Sukses

Mantan CEO Google Sarankan Regulasi Kecerdasan Buatan Tidak Berlebihan

Mantan CEO Google Eric Schmidt menyarankan supaya kecerdasan buatan tidak diatur berlebihan oleh pemerintah

Liputan6.com, Jakarta - Regulasi terkait kecerdasan buatan kembali memicu tanggapan tokoh perusahaan di bidang teknologi. Terkini, mantan CEO Google Eric Schmidt menyarankan supaya kecerdasan buatan tidak diatur berlebihan oleh pemerintah.

Hal itu dia ungkapkan ketika berpidato tentang etika kecerdasan buatan di Stanford University’s Hoover Institution. Selain itu, dia juga menyoroti ancaman misinformasi dan pencegahan konflik antara negara-bangsa di zaman kecerdasan buatan.

"Apa norma dari (kecerdasan buatan) ini?

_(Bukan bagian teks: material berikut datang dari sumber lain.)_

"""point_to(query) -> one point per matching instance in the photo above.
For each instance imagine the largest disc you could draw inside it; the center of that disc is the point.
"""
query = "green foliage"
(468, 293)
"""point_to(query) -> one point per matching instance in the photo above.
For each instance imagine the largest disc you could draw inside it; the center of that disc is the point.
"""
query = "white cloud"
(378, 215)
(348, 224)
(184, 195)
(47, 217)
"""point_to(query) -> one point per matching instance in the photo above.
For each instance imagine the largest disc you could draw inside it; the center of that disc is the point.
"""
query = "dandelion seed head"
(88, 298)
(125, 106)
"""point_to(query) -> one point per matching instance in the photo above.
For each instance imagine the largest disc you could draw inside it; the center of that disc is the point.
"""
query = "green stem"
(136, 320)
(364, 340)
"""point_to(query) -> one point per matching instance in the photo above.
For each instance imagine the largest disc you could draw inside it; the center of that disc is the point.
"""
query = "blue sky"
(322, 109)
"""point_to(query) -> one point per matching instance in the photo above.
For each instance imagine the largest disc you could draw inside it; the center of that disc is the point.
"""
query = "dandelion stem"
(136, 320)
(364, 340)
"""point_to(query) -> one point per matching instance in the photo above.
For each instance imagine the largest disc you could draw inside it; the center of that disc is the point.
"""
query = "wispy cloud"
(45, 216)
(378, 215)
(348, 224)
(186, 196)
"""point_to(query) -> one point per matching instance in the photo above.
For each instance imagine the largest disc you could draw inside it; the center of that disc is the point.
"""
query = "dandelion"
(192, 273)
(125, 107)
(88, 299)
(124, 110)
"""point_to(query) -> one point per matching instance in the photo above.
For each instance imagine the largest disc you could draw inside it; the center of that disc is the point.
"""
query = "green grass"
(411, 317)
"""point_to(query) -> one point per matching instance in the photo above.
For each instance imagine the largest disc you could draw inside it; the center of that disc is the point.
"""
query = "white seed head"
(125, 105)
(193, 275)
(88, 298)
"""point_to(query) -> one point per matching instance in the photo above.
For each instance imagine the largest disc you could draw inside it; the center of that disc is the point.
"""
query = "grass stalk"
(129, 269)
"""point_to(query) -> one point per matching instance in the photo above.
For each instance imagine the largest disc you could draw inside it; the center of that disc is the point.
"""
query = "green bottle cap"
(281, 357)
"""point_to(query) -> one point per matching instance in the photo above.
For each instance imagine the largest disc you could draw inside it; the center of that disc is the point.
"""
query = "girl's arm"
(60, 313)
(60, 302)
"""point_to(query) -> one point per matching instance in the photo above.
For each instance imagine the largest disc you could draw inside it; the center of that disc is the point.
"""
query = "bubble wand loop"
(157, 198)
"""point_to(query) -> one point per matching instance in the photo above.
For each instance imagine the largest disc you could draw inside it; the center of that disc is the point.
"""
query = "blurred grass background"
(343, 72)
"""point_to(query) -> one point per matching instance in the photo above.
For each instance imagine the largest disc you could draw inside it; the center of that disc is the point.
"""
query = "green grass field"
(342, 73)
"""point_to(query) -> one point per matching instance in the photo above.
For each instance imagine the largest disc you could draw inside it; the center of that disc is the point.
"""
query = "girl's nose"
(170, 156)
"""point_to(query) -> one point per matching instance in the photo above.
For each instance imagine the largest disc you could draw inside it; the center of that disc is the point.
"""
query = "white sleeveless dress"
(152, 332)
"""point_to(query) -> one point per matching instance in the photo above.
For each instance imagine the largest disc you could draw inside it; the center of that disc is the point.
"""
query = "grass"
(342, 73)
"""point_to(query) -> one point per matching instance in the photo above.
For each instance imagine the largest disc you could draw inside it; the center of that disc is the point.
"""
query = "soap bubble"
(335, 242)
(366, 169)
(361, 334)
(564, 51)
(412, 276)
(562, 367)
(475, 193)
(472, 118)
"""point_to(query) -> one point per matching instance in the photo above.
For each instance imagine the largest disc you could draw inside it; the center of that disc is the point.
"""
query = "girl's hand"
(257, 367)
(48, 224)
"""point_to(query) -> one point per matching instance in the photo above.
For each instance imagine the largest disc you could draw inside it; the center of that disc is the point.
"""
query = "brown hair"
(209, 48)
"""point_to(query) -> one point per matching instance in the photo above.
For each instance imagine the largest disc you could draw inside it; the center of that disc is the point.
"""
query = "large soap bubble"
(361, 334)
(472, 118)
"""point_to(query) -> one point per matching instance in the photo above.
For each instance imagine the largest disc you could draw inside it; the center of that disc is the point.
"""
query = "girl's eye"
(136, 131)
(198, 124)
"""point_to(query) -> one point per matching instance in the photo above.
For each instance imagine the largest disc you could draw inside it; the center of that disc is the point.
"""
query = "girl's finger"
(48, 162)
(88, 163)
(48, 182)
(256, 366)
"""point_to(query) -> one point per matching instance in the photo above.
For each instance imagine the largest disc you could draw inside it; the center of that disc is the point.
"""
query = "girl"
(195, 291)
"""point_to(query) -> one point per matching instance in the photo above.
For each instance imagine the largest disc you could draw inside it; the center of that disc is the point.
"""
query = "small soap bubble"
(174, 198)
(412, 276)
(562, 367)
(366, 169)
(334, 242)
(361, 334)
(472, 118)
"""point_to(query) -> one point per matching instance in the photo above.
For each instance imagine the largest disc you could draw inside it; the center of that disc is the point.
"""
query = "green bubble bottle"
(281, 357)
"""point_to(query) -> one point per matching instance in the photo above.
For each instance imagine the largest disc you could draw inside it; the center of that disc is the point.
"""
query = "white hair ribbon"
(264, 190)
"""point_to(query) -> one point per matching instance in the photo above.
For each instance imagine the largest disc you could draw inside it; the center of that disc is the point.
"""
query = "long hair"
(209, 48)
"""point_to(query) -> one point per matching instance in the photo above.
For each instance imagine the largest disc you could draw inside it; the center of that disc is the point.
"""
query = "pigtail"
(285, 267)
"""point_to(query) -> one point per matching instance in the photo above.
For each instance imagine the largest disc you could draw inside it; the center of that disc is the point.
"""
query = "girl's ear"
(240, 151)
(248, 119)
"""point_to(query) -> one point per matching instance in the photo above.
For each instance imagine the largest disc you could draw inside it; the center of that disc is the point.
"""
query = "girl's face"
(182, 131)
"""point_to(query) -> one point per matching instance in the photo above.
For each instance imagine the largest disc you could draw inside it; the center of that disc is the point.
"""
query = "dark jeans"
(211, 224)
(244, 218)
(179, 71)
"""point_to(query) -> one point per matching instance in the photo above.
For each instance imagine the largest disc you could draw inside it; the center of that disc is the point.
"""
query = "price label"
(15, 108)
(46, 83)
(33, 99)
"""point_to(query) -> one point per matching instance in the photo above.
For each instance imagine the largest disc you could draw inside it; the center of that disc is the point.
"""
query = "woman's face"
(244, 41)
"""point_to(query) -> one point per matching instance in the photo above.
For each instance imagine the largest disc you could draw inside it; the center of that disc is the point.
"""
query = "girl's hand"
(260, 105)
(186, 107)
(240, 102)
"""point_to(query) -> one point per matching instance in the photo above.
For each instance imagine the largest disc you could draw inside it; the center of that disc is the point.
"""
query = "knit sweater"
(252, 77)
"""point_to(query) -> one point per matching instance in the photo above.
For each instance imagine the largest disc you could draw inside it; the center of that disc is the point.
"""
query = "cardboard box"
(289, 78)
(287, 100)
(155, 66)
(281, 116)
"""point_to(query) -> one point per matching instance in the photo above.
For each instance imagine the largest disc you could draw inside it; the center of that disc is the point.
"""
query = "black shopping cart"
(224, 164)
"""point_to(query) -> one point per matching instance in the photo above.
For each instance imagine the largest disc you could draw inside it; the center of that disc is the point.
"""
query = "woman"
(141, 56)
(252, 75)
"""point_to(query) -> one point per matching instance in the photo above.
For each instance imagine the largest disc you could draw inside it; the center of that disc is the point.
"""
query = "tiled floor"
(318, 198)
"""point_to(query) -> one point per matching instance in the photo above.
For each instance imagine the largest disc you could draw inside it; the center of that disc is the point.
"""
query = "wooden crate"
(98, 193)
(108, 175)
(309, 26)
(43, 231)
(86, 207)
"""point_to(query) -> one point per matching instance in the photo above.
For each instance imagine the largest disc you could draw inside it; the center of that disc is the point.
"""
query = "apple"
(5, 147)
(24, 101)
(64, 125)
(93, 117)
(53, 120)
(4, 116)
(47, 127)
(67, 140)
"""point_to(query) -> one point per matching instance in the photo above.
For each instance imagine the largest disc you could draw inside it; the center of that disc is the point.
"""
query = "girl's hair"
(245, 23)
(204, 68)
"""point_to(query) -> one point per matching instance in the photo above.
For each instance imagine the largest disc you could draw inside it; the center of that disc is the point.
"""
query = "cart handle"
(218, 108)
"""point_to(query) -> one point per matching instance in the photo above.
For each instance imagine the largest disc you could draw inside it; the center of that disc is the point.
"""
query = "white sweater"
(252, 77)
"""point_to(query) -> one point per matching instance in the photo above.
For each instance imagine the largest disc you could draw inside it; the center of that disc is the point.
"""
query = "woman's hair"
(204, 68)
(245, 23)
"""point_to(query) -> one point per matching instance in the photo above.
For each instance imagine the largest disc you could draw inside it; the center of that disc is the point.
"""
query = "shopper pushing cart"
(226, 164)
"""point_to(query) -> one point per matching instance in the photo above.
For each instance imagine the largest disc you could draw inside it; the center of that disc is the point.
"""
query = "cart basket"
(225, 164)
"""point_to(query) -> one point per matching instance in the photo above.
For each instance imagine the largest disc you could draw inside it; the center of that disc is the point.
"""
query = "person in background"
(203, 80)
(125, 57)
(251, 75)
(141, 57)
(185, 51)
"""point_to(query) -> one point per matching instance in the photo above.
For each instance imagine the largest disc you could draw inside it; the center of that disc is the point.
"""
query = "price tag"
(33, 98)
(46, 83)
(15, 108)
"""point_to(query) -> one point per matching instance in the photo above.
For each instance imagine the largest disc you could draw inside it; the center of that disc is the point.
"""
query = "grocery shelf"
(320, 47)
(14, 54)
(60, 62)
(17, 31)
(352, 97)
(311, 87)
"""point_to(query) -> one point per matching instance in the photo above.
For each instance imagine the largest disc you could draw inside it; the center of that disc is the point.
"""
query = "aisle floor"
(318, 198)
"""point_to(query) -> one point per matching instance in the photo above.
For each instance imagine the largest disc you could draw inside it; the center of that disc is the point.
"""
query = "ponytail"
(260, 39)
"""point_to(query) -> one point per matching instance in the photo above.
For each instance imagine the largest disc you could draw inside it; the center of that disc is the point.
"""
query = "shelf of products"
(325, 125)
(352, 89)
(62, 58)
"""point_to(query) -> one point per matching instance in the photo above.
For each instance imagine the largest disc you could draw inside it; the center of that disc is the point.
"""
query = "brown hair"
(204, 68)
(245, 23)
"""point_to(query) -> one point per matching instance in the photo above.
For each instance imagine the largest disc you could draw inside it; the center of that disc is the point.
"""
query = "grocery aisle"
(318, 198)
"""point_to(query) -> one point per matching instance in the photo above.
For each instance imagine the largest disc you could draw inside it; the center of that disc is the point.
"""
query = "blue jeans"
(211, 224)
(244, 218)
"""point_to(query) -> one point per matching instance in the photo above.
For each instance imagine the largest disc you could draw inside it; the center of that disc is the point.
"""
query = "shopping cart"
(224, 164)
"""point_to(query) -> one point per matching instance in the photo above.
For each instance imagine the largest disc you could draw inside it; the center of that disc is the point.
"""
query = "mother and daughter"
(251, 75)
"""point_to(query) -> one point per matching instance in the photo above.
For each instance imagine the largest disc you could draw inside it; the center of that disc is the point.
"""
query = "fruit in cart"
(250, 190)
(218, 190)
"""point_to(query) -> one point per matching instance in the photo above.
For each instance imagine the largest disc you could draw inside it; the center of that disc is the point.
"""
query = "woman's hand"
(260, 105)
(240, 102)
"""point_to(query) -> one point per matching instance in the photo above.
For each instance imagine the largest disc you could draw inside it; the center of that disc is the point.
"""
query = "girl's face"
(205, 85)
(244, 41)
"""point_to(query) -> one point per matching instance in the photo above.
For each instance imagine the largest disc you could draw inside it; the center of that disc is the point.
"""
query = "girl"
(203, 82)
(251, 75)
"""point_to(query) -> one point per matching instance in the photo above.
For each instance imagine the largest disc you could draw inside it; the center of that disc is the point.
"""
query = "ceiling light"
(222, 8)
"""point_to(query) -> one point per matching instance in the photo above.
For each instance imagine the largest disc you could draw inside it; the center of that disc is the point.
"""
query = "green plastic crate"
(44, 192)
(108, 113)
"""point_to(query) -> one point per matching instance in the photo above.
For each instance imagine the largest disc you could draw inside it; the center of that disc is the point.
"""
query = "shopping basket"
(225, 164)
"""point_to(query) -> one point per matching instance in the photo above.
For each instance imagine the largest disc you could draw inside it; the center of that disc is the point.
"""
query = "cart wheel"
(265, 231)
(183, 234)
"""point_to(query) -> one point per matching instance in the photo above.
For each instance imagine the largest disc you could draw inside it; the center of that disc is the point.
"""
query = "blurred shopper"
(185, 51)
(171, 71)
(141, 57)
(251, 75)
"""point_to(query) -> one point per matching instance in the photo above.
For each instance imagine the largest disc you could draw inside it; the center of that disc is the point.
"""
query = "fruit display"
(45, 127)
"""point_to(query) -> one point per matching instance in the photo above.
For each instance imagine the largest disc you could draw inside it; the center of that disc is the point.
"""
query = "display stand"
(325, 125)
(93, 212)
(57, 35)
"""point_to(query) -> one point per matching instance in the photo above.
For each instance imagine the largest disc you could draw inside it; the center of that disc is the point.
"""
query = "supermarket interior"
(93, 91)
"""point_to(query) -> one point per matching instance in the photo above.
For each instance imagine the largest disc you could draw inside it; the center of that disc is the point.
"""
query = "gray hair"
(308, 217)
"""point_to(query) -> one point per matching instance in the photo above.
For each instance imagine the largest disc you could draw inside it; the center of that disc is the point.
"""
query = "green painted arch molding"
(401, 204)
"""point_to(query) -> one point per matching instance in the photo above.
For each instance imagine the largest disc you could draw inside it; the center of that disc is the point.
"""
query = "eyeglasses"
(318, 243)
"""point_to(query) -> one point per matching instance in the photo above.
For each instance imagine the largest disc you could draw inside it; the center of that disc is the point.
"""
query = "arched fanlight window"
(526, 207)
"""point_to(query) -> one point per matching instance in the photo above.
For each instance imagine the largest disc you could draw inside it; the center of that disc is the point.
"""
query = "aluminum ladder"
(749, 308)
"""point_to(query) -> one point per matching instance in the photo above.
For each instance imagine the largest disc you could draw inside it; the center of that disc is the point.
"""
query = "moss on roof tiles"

Area ini menurut saya merupakan sesuatu yang baru lahir tetapi akan menjadi sangat penting karena kecerdasan umum menjadi semakin mungkin beberapa waktu dari sekarang," kata Eric dikutip dari Venture Beat, Selasa (29/10/2019).

Saat ini, lanjut Eric, belum ada kesepakatan bersama tentang bagaimana semua itu bekerja.

Eric juga mengapresiasi penerapan kecerdasan buatan di berbagai bidang, seperti mobil otonomos, obat-obatan, kesehatan, dan lain-lain.

Hal yang tak kalah penting terkait isu ini, menurut Eric, adalah pemerintah perlu menahan diri dalam meregulasi teknologi karena industri kecerdasan buatan terus tumbuh.

"Saya akan berhati-hati dalam membangun segala bentuk struktur peraturan tambahan yang bersifat ekstralegal," ujar Eric menanggapi pernyataan yang mengusulkan pembentukan agen federal baru untuk memantau algoritma yang digunakan oleh perusahaan swasta.

2 dari 2 halaman

Tangan Robotik Berbasis Kecerdasan Buatan Ini Mampu Selesaikan Kubus Rubik

Diwartakan sebelumnya, Divisi robotik OpenAI mengatakan, tangan robotik berbasis kecerdasan buatan bernama Dactyl, telah belajar untuk menyelesaikan sebuah kubus rubik dengan satu tangan.

Menurut organisasi riset kecerdasan buatan itu, sebagaimana dikutip dari The Verge, Rabu (16/10/2019), pencapaian ini adalah lompatan ke depan yang baik untuk pengembangan perangkat kecerdasan buatannya.

Dactyl disebut mampu mempelajari tugas-tugas baru menggunakan simulasi virtual sebelum menyelesaikan tugas-tugas riil. Adapun Dactyl pertama kali dikembangkan tahun lalu.

Dalam sebuah video demonstrasi, tangan robotik itu menyelesaikan kubus rubik secara akurat dalam waktu beberapa menit. 

Bagi OpenAI, prestasi Dactyl membawanya selangkah lebih dekat menuju cita-cita industri kecerdasan buatan dan robotika dalam skala lebih umum: robot yang dapat belajar untuk melakukan berbagai tugas di dunia nyata tanpa harus berlatih selama berbulan-bulan hingga bertahun-tahun dan tanpa perlu diprogram secara khusus.